Ее глубочайшую неправильность обнаружил сам Толстой, когда попытался быть последовательным в своих собственных выводах.
Нам думается, что если мы сравним по заразительности обыкновенный крик ужаса и сильнейший роман или трагедию, то произведение искусства не выдержит этого сравнения, и очевидно, что надо привнести нечто еще иное к простой заразительности для того, чтобы понять, что такое искусство. Очевидно, искусство производит какое-то другое впечатление, и в этом смысле очень прав Лонгин, который говорит: «Нужно тебе знать, что другое дело изображение у оратора и другое у поэта, а также, что цель изображения в поэзии — трепет, в прозе же — выразительность». Вот этот трепет, который составляет цель поэзии, в отличие от выразительности, равной заразительности, в прозе, и не уловлен совершенно формулой Толстого.
В эротической поэзии, если только она в самом деле лирична, гораздо меньше соблазна, чем в тех произведениях образного искусства, в которых вопрос любви и пресловутая половая проблема трактуются с целью морального воздействия на читателя.
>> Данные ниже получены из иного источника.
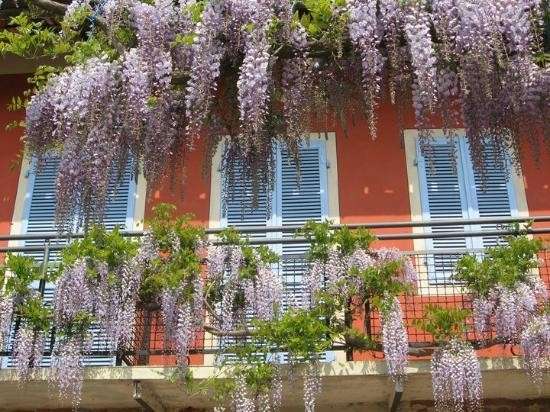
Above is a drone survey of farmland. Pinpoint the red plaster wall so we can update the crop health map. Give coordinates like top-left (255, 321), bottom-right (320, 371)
top-left (0, 75), bottom-right (550, 364)
top-left (0, 75), bottom-right (28, 251)
top-left (145, 140), bottom-right (210, 226)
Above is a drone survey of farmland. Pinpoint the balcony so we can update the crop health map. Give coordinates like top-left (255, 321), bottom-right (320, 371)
top-left (0, 217), bottom-right (550, 411)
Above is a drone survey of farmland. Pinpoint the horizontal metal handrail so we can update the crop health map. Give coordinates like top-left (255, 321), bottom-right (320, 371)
top-left (0, 227), bottom-right (550, 253)
top-left (0, 215), bottom-right (550, 241)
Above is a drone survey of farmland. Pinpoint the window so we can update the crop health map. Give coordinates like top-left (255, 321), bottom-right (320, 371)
top-left (416, 137), bottom-right (518, 282)
top-left (4, 157), bottom-right (136, 366)
top-left (220, 138), bottom-right (335, 362)
top-left (221, 140), bottom-right (329, 304)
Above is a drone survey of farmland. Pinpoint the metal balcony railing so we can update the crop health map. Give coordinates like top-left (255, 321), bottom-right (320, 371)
top-left (0, 216), bottom-right (550, 367)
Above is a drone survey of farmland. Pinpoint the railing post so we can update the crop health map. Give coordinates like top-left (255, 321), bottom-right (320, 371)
top-left (137, 308), bottom-right (152, 365)
top-left (38, 239), bottom-right (50, 298)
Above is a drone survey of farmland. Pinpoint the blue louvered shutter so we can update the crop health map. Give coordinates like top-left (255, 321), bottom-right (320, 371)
top-left (217, 165), bottom-right (272, 356)
top-left (4, 157), bottom-right (135, 366)
top-left (278, 141), bottom-right (328, 306)
top-left (461, 139), bottom-right (518, 248)
top-left (222, 166), bottom-right (272, 237)
top-left (277, 141), bottom-right (335, 362)
top-left (417, 138), bottom-right (472, 282)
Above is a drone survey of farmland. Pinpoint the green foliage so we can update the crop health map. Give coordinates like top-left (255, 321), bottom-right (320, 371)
top-left (17, 296), bottom-right (53, 332)
top-left (350, 260), bottom-right (408, 309)
top-left (140, 203), bottom-right (204, 302)
top-left (172, 33), bottom-right (197, 47)
top-left (294, 0), bottom-right (348, 54)
top-left (218, 228), bottom-right (279, 279)
top-left (56, 311), bottom-right (96, 338)
top-left (0, 13), bottom-right (59, 58)
top-left (0, 253), bottom-right (43, 296)
top-left (297, 220), bottom-right (376, 262)
top-left (413, 305), bottom-right (470, 342)
top-left (253, 309), bottom-right (334, 361)
top-left (58, 226), bottom-right (138, 281)
top-left (342, 328), bottom-right (378, 351)
top-left (182, 0), bottom-right (205, 23)
top-left (455, 235), bottom-right (542, 296)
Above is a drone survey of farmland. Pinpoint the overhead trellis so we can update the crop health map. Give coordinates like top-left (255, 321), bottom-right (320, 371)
top-left (0, 0), bottom-right (550, 229)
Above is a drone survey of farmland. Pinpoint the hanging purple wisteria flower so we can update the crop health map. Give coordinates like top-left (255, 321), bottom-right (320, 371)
top-left (431, 339), bottom-right (482, 412)
top-left (520, 313), bottom-right (550, 388)
top-left (0, 292), bottom-right (13, 348)
top-left (382, 297), bottom-right (409, 383)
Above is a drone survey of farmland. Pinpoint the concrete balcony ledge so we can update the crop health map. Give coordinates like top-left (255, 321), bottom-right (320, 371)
top-left (0, 358), bottom-right (550, 412)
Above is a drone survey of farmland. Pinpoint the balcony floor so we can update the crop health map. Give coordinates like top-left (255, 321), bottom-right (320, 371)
top-left (0, 358), bottom-right (550, 412)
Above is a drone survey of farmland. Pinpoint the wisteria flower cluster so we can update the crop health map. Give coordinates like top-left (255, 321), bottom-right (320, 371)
top-left (207, 232), bottom-right (283, 332)
top-left (431, 340), bottom-right (482, 412)
top-left (15, 0), bottom-right (550, 227)
top-left (304, 222), bottom-right (417, 381)
top-left (520, 313), bottom-right (550, 387)
top-left (457, 235), bottom-right (549, 384)
top-left (0, 214), bottom-right (550, 411)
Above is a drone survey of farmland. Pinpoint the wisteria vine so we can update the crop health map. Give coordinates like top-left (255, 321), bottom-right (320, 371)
top-left (0, 217), bottom-right (550, 412)
top-left (1, 0), bottom-right (550, 227)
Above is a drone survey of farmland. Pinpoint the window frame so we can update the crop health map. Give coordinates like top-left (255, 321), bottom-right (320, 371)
top-left (403, 129), bottom-right (529, 295)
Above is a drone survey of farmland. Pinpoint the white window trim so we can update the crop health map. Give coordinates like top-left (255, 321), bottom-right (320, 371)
top-left (8, 154), bottom-right (147, 247)
top-left (204, 132), bottom-right (346, 366)
top-left (404, 129), bottom-right (529, 295)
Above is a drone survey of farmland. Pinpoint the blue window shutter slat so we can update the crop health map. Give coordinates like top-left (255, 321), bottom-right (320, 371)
top-left (7, 157), bottom-right (135, 366)
top-left (279, 142), bottom-right (328, 306)
top-left (417, 138), bottom-right (470, 282)
top-left (222, 141), bottom-right (334, 363)
top-left (462, 141), bottom-right (517, 248)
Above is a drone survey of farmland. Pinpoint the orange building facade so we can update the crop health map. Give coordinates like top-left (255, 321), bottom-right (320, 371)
top-left (0, 71), bottom-right (550, 410)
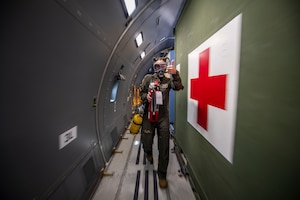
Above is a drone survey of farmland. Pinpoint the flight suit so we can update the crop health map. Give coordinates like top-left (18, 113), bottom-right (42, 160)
top-left (140, 71), bottom-right (183, 178)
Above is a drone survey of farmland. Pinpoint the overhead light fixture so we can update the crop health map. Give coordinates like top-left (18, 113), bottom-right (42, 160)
top-left (141, 51), bottom-right (146, 59)
top-left (124, 0), bottom-right (136, 16)
top-left (135, 32), bottom-right (143, 47)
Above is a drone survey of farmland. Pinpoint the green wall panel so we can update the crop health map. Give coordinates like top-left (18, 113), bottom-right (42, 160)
top-left (175, 0), bottom-right (300, 200)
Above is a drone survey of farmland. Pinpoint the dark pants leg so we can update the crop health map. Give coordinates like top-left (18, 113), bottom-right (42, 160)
top-left (141, 116), bottom-right (155, 155)
top-left (157, 115), bottom-right (170, 178)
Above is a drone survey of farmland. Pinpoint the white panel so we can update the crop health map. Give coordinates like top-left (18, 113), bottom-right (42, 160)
top-left (58, 126), bottom-right (77, 149)
top-left (187, 14), bottom-right (242, 163)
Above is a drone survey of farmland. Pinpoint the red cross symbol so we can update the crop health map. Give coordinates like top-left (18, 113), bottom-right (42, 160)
top-left (191, 48), bottom-right (227, 130)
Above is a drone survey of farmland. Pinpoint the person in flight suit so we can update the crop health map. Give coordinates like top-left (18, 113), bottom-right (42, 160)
top-left (140, 57), bottom-right (183, 188)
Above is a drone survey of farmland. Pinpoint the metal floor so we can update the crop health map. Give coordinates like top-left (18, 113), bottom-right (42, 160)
top-left (92, 128), bottom-right (196, 200)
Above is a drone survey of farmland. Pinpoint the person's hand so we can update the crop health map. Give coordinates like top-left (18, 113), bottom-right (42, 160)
top-left (147, 92), bottom-right (152, 102)
top-left (167, 60), bottom-right (176, 74)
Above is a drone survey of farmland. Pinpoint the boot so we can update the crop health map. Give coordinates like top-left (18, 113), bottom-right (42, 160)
top-left (158, 178), bottom-right (168, 188)
top-left (146, 154), bottom-right (153, 165)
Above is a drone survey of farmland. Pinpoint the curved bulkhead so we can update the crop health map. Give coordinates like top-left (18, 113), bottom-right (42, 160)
top-left (1, 0), bottom-right (185, 199)
top-left (0, 0), bottom-right (300, 200)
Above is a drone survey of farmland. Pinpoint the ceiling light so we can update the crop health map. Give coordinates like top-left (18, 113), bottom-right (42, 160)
top-left (124, 0), bottom-right (136, 16)
top-left (135, 33), bottom-right (143, 47)
top-left (141, 51), bottom-right (146, 59)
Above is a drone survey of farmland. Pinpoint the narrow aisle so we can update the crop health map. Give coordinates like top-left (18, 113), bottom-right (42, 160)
top-left (93, 131), bottom-right (196, 200)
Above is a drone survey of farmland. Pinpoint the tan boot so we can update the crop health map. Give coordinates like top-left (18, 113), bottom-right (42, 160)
top-left (158, 178), bottom-right (168, 188)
Мы видим, таким образом, что теория Толстого не оправдывается даже там, где он видел ее наивысшую правоту, — в искусстве прикладном. Что касается большого искусства — искусства Бетховена и Шекспира, то сам Толстой указал на то, что эта теория там не приложима. И в самом деле, как безотрадно было бы дело искусства в жизни, если бы оно не имело другой задачи, кроме как заражать чувствами одного — многих людей. Его значение и роль были бы при этом чрезвычайно незначительны, потому что в конце концов никакого выхода за пределы единичного чувства, кроме его количественного расширения, мы не имели бы в искусстве. Чудо искусства тогда напоминало бы безотрадное евангельское чудо, когда пятью-шестью хлебами и двенадцатью рыбами была накормлена тысяча человек, и все ели и были сыты, и оставшихся костей набрано двенадцать коробов. Здесь чудо только в количестве — тысяча евших и насытившихся, но каждый ел только рыбу и хлеб, хлеб и рыбу. И не то ли же самое ел каждый из них каждый день в своем доме без всякого чуда?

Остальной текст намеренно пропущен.